To me, intellectual property strategy encompasses the top
management decisions about the use of intellectual property to support business
objectives.

I should clarify a little here. Sometimes the conversation about IP can easily
get bogged down in the minutiae of IP law. IP strategy is only really successful if one
can abstract away from some of this detail and focus on the big picture of what
decisions are important, and how they matter to the company.

4. What would you
say are the key lessons from businesses that have come out of your work so far?

Let me list two sets of ideas that I think are valuable.
The first is to be disciplined and clear about what IP strategy one is pursuing
for a given line of business. This is not a stand-alone decision. It depends on
the firm’s strengths and strategic goals in the business. In most cases, I
think the strategy boils down to one of 3 “generic” strategies – a
proprietary strategy, a defensive strategy, or a leverage strategy.

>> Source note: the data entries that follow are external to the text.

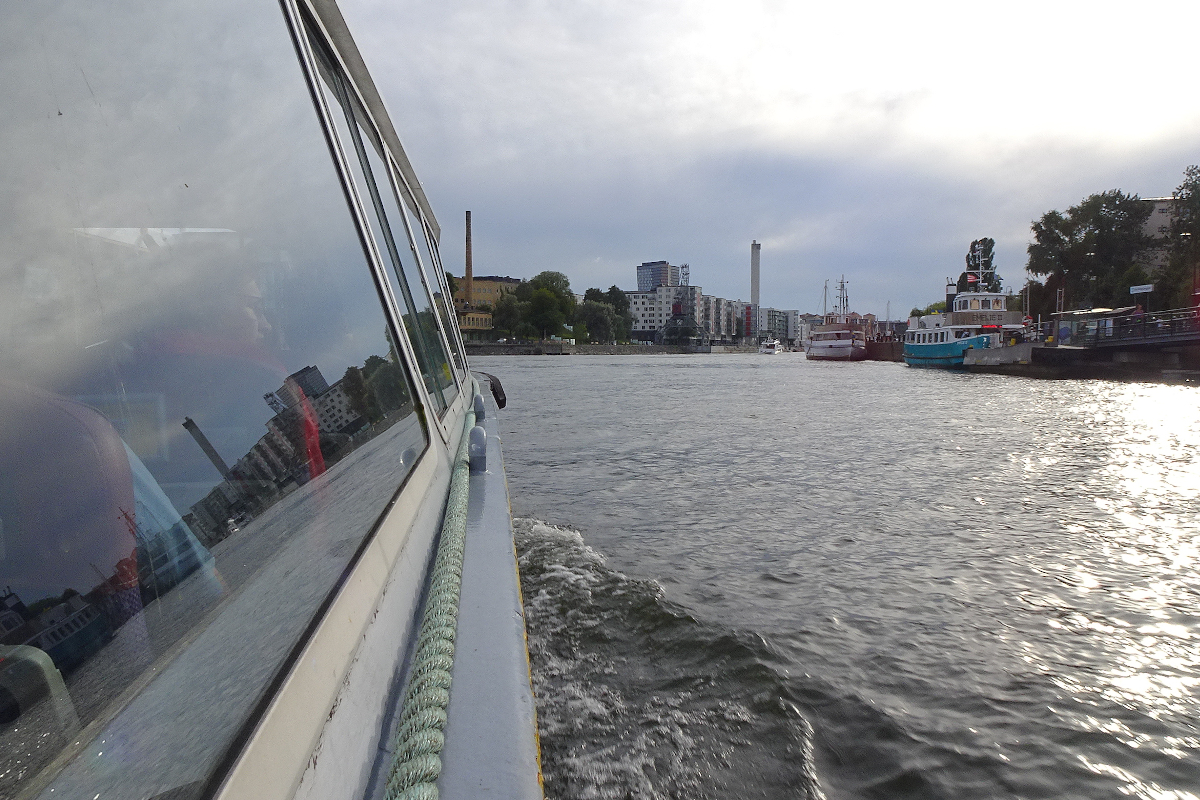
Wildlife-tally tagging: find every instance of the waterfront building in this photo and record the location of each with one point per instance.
(1156, 228)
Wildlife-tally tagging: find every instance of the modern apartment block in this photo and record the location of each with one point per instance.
(652, 275)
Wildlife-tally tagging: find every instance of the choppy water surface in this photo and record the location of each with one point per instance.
(769, 577)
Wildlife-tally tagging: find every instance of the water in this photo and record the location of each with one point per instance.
(765, 577)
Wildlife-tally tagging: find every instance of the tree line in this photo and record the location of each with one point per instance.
(1096, 250)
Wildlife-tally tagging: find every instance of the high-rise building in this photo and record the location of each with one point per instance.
(755, 247)
(657, 274)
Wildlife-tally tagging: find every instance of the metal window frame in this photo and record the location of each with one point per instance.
(401, 175)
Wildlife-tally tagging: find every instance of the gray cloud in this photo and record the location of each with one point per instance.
(581, 143)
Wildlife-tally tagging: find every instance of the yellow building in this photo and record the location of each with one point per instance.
(485, 290)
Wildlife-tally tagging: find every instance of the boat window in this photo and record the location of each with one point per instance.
(203, 413)
(431, 260)
(389, 226)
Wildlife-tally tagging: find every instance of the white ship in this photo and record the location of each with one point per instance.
(841, 335)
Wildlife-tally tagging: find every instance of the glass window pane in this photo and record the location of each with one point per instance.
(388, 227)
(202, 410)
(431, 259)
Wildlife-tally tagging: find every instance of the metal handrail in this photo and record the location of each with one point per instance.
(1134, 326)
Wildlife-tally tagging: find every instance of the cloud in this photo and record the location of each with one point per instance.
(873, 139)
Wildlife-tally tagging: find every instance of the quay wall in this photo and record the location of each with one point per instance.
(885, 350)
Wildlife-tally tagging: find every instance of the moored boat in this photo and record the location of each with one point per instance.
(255, 534)
(972, 320)
(841, 336)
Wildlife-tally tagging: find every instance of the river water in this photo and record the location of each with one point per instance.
(765, 577)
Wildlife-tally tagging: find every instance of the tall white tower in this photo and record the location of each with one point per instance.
(754, 272)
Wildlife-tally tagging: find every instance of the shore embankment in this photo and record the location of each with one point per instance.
(562, 348)
(1037, 360)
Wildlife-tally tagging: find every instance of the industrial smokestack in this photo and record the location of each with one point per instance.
(207, 446)
(754, 272)
(469, 277)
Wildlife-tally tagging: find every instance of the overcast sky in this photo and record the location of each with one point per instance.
(861, 138)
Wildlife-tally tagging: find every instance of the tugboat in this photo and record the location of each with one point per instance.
(843, 336)
(973, 319)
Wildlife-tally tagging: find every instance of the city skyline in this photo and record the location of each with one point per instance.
(867, 139)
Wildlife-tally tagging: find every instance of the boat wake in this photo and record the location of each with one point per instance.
(637, 698)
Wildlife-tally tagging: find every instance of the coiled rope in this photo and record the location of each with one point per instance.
(417, 756)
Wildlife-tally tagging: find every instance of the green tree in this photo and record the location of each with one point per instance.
(355, 389)
(372, 364)
(600, 319)
(545, 313)
(1180, 276)
(1092, 251)
(981, 258)
(617, 299)
(389, 388)
(931, 308)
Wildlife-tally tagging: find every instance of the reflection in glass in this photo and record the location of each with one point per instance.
(389, 226)
(202, 408)
(431, 260)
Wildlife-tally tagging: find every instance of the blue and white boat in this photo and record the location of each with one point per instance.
(973, 320)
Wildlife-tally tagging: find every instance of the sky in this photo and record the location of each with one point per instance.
(868, 139)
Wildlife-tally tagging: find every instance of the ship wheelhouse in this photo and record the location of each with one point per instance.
(231, 389)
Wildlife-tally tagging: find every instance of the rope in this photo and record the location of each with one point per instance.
(417, 752)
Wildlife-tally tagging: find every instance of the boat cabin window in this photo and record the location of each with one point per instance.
(204, 405)
(390, 226)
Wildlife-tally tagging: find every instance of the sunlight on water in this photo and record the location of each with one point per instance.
(989, 594)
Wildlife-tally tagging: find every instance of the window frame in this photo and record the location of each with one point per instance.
(301, 19)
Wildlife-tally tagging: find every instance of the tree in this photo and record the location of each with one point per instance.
(545, 313)
(1092, 251)
(1180, 276)
(355, 389)
(600, 319)
(561, 287)
(508, 313)
(617, 299)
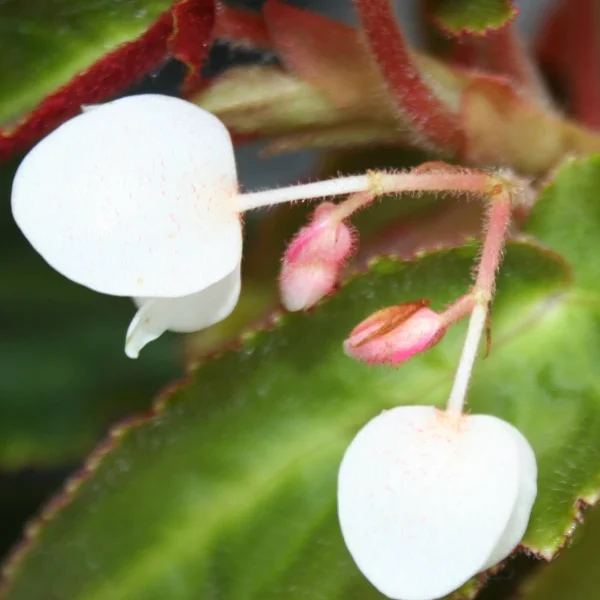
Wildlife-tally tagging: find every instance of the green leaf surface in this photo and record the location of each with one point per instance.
(574, 574)
(471, 16)
(63, 375)
(44, 43)
(229, 491)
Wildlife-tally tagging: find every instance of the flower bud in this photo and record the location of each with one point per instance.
(394, 334)
(314, 259)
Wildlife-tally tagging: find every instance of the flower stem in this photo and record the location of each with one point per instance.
(376, 183)
(497, 226)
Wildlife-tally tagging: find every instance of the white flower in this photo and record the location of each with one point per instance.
(427, 499)
(137, 198)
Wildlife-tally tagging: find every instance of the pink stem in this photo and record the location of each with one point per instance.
(497, 226)
(412, 96)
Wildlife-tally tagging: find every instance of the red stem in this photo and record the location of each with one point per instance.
(241, 26)
(413, 97)
(502, 52)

The second idea connects patent strategy and business
models in industries that I call “multi-invention” industries.
Essentially, these are businesses where there are lots of inventions needed to
make end products, many of them patentable. Companies may just go ahead and
commercialize and “worry about IP later.” Sometimes, they are too
obsessed with IP and don’t think through their business model. In these
situations, business models and IP strategy really go hand in hand. One cannot
really think about one without the other. So, one needs to develop a good
strategy to commercialize innovation, and simultaneously combine this with a
well-crafted and compatible intellectual property strategy.

5. Where do you see
the future of IP Strategy heading? (For example, I personally think that
over time, open source / creative commons type systems will increasingly be
demanded by consumers across all industries. There will be great rewards for
those who properly prepare for this.)

In my mind, the knowledge and relationships that move
when employees move is really big. This goes beyond legal IP alone. It’s in a
zone where IP strategy meets strategic HR meets business strategy. I think
companies will struggle with this issue for some time to come. A significant
fraction of my current research is directed towards this area.

In addition, I think there is still a lot of room for
better understanding and strategizing in multi-invention contexts.